Banks are looking for more data to help them make lending decisions, beyond the simple matter of whether prospective borrowers pay their bills on time.
The focus on "alternative" data to credit scores in underwriting is not new but has intensified after the lessons banks learned from the credit bubble.
"In the marketplace right now everyone is talking about rethinking underwriting," said Peter Carroll, a partner in the retail and business banking practice of the management consulting firm Oliver Wyman.
"Everyone realizes that credit scores, as clever as they are, have in some respects left out of the credit-assessment equation certain aspects of the borrower," Carroll said.
Though more data about people is available today than ever before, sifting through it is arduous.
"Basically people are saying we can either go back to human underwriting, which is cost-prohibitive and not that good anyway, or we can find data sources that potentially shed light on these other dimensions of the borrower," Carroll said.
Banks are especially interested in ways to improve their identity-verification processes, said Michelle Reinhard, the senior vice president of quality risk management for Huntington National Bank, the banking subsidiary of Huntington Bancshares Inc. in Columbus, Ohio.
"Having a larger tool for risk management is really where I think the whole industry is going, where you can clearly identify your customer," Reinhard said.
For example, a customer may have applied for credit, listing his home phone number on the application, and later applied again listing a mobile phone number. Reinhard said the discrepancy could trigger a red flag. "The institution may have had to work harder to verify that the consumer information was accurate," she said, but better identity-verification capabilities could have made this extra work unnecessary.
She said Huntington is trying to fine-tune its decisioning techniques.
Zoot Enterprises Inc. is expanding the data its credit decisioning software can use to help its bank customers evaluate applications. "We find that right now in the market there is a hunger for other data and additional intelligence," Tom Johnson, Zoot's vice president of product development, said in an interview.
In February the Bozeman, Mont., technology company struck a partnership with LexisNexis Risk Solutions, which it has worked with previously, to incorporate information from the New York data aggregator's public records vault into its prescreen applications; it expects to begin marketing the capability as part of its Prescreen 3.0 product this quarter.

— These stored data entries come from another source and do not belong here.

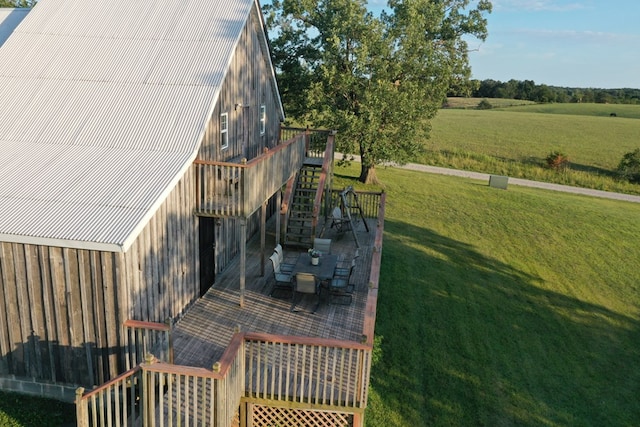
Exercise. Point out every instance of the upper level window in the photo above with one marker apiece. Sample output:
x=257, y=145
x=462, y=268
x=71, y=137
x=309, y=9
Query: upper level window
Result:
x=224, y=130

LexisNexis is a subsidiary of the London information company Reed Elsevier Inc. Zoot has used LexisNexis data in the past with other products but is expanding its relationship with the company through its new agreement.
Johnson said the details in the Lexis data can augment credit bureau files and other information sources that banks commonly use when deciding to extend credit or send prescreened offers to consumers. The potential outcome for banks is better-performing credit portfolios and identification of new customer prospects who previously were denied products, he said.
Carroll said the LexisNexis data included "fundamentally different" details that are "additive" to, "not competitive" with, traditional credit bureau reports.
For example, credit card issuers have long marketed their cards with direct mail. "If you look at everyone in the bureau file and pick the subset that you want to mail to, there's a whole bunch of people" with no file, he said. "If you've got another source of data like LexisNexis … you can use this to pick out good people who would previously have been no hits and thin files."
That also creates an opportunity to potentially market to underbanked customers, Johnson said.
Zoot also sees opportunities for banks to lower their screening costs by ruling out a credit applicant sooner.
"Every data source that you pull has costs associated with it," Johnson said. "The sooner in the process you can make a decision … the less expensive the transaction is going to be."
LexisNexis uses public records and other sources to track bankruptcies and liens — which will usually included in a standard credit report — and plenty of other things that often are not, according to Grayson Clarke, the senior director of credit risk decisioning with LexisNexis Risk Solutions.
This could include details about property values and ownership, an applicant's educational background, professional licenses, phone service history, subprime credit information such as a payday loan and ownership of other assets, such as boats and airplanes.
"Traditional bureau data captures whether or not someone is repaying an obligation," Clarke said, while the LexisNexis' data includes other indicators of a person's credit risk.
For example, Clarke said people who hold certain professional licenses have proven to be more stable credit risks than those without.
And while those people already may have been deemed good credit risks based on traditional data sources, the ability to tap into such additional details to reinforce that can make a bank's underwriting stronger and help with segmenting customers for marketing purposes, he said.
All this provides "an additional layer of data to the credit bureau files that improve the acceptance rates and improve" accuracy, said Zoot's president, Dennis Dixon.
Alan Riegler, a partner and senior consultant with the financial services consulting firm CCG Catalyst in Los Angeles, agrees that giving banks new types of data to evaluate can help mitigate risk, though he said the current economic climate might make it hard for some financial companies to buy new analytics software.
"You can determine from a credit score if [a person] has had a bankruptcy," Riegler said. "What is not as likely to be determined … is have you committed fraud."